The industrial catalysts of the future won’t just speed up reactions, they’ll control how chemical processes work and determine how much of a particular product is made.

A team of researchers led by Phillip Christopher, assistant professor of chemical and environmental engineering at the University of California, Riverside’s Bourns College of Engineering, demonstrated this—as well as how these catalysts look in action—in a paper published Monday, Sept. 19, in the journal Nature Chemistry.

Titled, “Adsorbate-mediated strong metal-support interactions in oxide-supported Rh catalysts,” the paper describes a new approach to dynamically tune how a catalyst operates, enabling the researchers to control and optimize the product made in the reaction. The team, which includes scientists from the University of California, Irvine and Columbia University, also used advanced microscopy and spectroscopy approaches to view the catalyst in action on an atomic scale.

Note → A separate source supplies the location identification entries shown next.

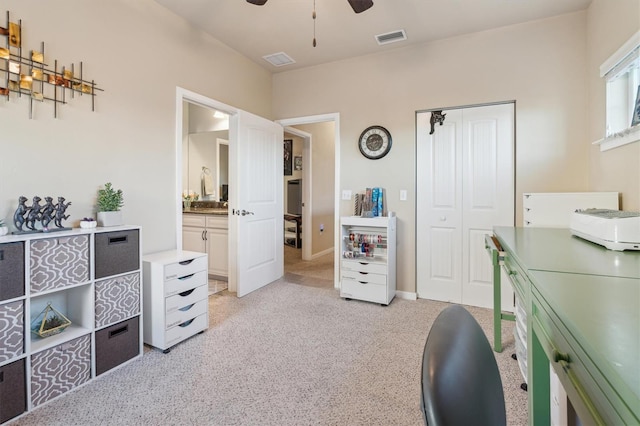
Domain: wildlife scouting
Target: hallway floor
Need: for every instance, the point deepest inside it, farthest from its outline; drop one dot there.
(316, 273)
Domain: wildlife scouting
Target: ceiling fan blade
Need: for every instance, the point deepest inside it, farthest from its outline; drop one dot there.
(359, 5)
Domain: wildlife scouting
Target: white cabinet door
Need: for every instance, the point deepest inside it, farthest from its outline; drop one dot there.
(193, 239)
(217, 245)
(465, 188)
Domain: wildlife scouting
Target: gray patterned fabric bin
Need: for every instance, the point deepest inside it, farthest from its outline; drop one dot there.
(11, 270)
(59, 262)
(117, 299)
(11, 330)
(48, 380)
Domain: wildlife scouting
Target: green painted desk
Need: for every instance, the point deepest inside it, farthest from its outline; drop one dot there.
(583, 317)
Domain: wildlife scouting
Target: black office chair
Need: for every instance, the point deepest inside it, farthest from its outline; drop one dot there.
(461, 382)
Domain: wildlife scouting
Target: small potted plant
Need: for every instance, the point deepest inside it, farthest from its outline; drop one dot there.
(109, 203)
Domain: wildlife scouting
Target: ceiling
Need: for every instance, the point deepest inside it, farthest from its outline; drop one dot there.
(287, 25)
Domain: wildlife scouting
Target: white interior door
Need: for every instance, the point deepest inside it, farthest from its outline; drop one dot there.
(255, 202)
(465, 188)
(439, 198)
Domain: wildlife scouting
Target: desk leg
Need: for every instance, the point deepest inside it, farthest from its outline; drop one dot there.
(539, 382)
(497, 305)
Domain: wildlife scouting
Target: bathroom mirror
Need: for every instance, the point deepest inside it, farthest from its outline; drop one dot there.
(205, 159)
(222, 156)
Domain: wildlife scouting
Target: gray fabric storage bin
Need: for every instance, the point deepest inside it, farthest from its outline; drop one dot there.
(11, 270)
(49, 379)
(13, 390)
(58, 262)
(116, 252)
(117, 344)
(11, 330)
(117, 298)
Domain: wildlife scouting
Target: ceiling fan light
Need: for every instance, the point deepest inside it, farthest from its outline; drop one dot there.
(359, 6)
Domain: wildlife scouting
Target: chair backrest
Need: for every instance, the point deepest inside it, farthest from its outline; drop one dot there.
(461, 382)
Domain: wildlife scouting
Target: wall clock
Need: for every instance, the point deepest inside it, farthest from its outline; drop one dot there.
(375, 142)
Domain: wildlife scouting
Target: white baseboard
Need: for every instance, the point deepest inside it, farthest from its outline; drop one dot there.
(407, 295)
(322, 253)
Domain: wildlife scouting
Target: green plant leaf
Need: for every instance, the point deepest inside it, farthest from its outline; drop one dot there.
(110, 199)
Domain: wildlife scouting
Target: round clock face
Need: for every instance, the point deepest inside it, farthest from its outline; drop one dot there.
(375, 142)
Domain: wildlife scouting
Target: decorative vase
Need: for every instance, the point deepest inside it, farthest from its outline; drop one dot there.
(110, 218)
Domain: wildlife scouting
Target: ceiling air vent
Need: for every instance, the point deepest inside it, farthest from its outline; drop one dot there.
(391, 37)
(279, 59)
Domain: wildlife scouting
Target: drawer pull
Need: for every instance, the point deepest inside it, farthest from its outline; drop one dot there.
(186, 323)
(186, 292)
(186, 308)
(118, 240)
(559, 356)
(118, 331)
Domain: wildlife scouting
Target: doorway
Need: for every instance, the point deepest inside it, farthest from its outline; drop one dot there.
(321, 203)
(254, 241)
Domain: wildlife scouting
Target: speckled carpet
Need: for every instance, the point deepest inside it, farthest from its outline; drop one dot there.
(287, 354)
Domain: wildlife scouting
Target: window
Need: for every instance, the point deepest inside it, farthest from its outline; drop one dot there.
(622, 73)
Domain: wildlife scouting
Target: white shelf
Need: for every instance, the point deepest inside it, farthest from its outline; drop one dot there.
(368, 259)
(51, 260)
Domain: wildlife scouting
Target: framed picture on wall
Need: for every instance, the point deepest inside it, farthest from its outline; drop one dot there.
(636, 110)
(288, 159)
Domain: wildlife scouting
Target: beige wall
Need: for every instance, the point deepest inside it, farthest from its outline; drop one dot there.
(539, 64)
(138, 53)
(618, 169)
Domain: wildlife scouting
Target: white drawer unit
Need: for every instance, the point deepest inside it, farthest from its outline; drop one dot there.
(176, 304)
(368, 259)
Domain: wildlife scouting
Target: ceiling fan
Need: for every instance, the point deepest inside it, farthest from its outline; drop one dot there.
(357, 5)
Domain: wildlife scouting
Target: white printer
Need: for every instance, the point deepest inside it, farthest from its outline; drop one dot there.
(614, 229)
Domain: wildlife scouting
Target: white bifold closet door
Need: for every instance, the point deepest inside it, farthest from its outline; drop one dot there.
(465, 187)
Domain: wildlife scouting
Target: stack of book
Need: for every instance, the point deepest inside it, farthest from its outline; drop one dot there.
(370, 203)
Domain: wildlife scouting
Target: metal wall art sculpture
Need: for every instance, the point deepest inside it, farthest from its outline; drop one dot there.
(28, 75)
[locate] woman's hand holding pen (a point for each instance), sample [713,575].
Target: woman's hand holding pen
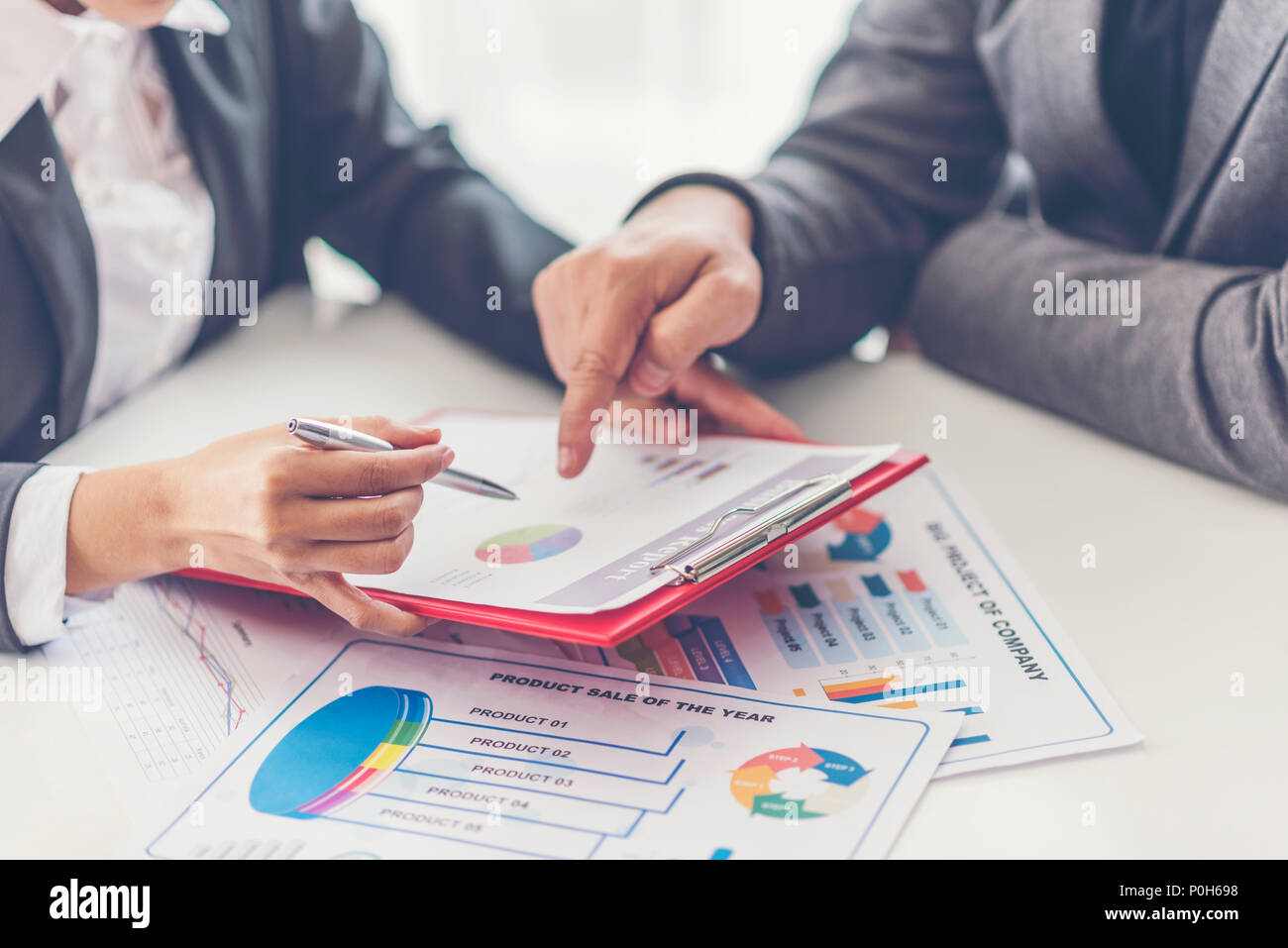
[265,506]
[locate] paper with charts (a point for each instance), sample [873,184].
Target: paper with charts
[584,545]
[907,601]
[417,751]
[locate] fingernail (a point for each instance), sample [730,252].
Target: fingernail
[652,375]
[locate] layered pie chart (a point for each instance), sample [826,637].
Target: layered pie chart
[528,544]
[799,782]
[340,751]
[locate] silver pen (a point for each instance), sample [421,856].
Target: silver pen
[323,434]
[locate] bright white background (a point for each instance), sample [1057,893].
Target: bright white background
[576,107]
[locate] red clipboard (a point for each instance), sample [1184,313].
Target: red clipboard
[613,626]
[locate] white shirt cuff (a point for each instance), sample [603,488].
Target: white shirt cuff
[35,563]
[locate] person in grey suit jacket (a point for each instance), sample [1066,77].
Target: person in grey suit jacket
[1141,291]
[161,165]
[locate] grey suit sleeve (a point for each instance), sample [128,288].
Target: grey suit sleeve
[850,204]
[12,478]
[415,214]
[1199,378]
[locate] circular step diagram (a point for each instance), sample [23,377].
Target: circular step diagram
[800,782]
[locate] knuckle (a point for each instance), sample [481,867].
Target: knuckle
[666,346]
[390,557]
[274,473]
[390,519]
[591,366]
[376,475]
[269,523]
[284,558]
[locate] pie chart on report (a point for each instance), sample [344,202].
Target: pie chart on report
[528,544]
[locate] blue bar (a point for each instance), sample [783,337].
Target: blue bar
[699,659]
[864,629]
[896,693]
[906,634]
[935,618]
[790,639]
[832,646]
[725,655]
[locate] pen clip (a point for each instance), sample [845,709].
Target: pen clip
[760,533]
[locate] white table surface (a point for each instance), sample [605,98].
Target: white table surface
[1185,594]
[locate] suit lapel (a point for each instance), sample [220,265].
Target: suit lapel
[1070,88]
[48,222]
[1245,42]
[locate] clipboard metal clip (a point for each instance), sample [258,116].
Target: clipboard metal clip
[759,533]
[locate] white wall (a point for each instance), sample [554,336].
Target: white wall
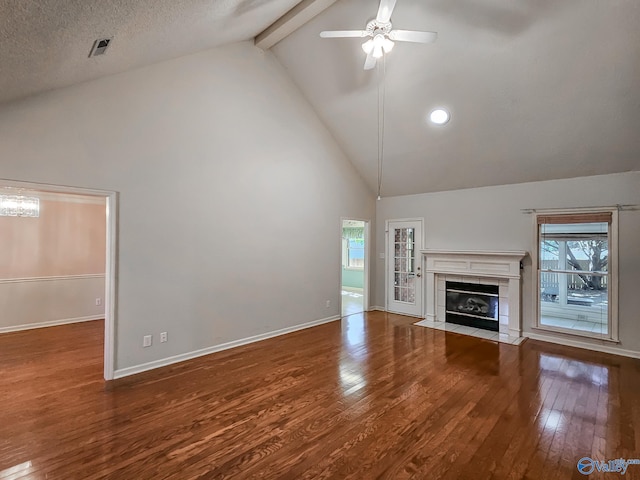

The researchers focused on an important chemical reaction that involves the conversion of carbon dioxide to carbon monoxide and synthetic natural gas. The benefits of this reaction are two-fold: it offers the potential for the removal of harmful carbon dioxide from the atmosphere, and the carbon monoxide and natural gas produced can be used as a chemical precursor and fuel, respectively. The team focused on understanding how the catalyst drives the reaction at the atomic scale, which will allow researchers to modify the catalyst’s properties to increase efficiency in the reaction.

Christopher said the findings unlock new opportunities for carbon dioxide conversion chemistry, and the dynamic tuning and visualization techniques demonstrated in this research could be replicated in a variety of other important chemical processes.

“The real uniqueness of the paper was being able to observe what was happening at an atomic scale and how physical changes in the catalyst affected the outcome of the carbon dioxide conversion reaction. The insights we gained pave the way for the design of more effective processes to produce fuels and chemicals,” Christopher said.

John Matsubu, a graduate student in chemical engineering in Christopher’s lab, was the lead author on the paper. Other contributors included Leo DeRita, also a graduate student in chemical engineering at UCR; Shuyi Zhang, George Graham and Xiaoqing Pan from the University of California Irvine; and Nebojsa Marinkovic and Jingguang Chen from Columbia University. The research was funded primarily by the National Science Foundation, with additional support from the U.S. Department of Energy.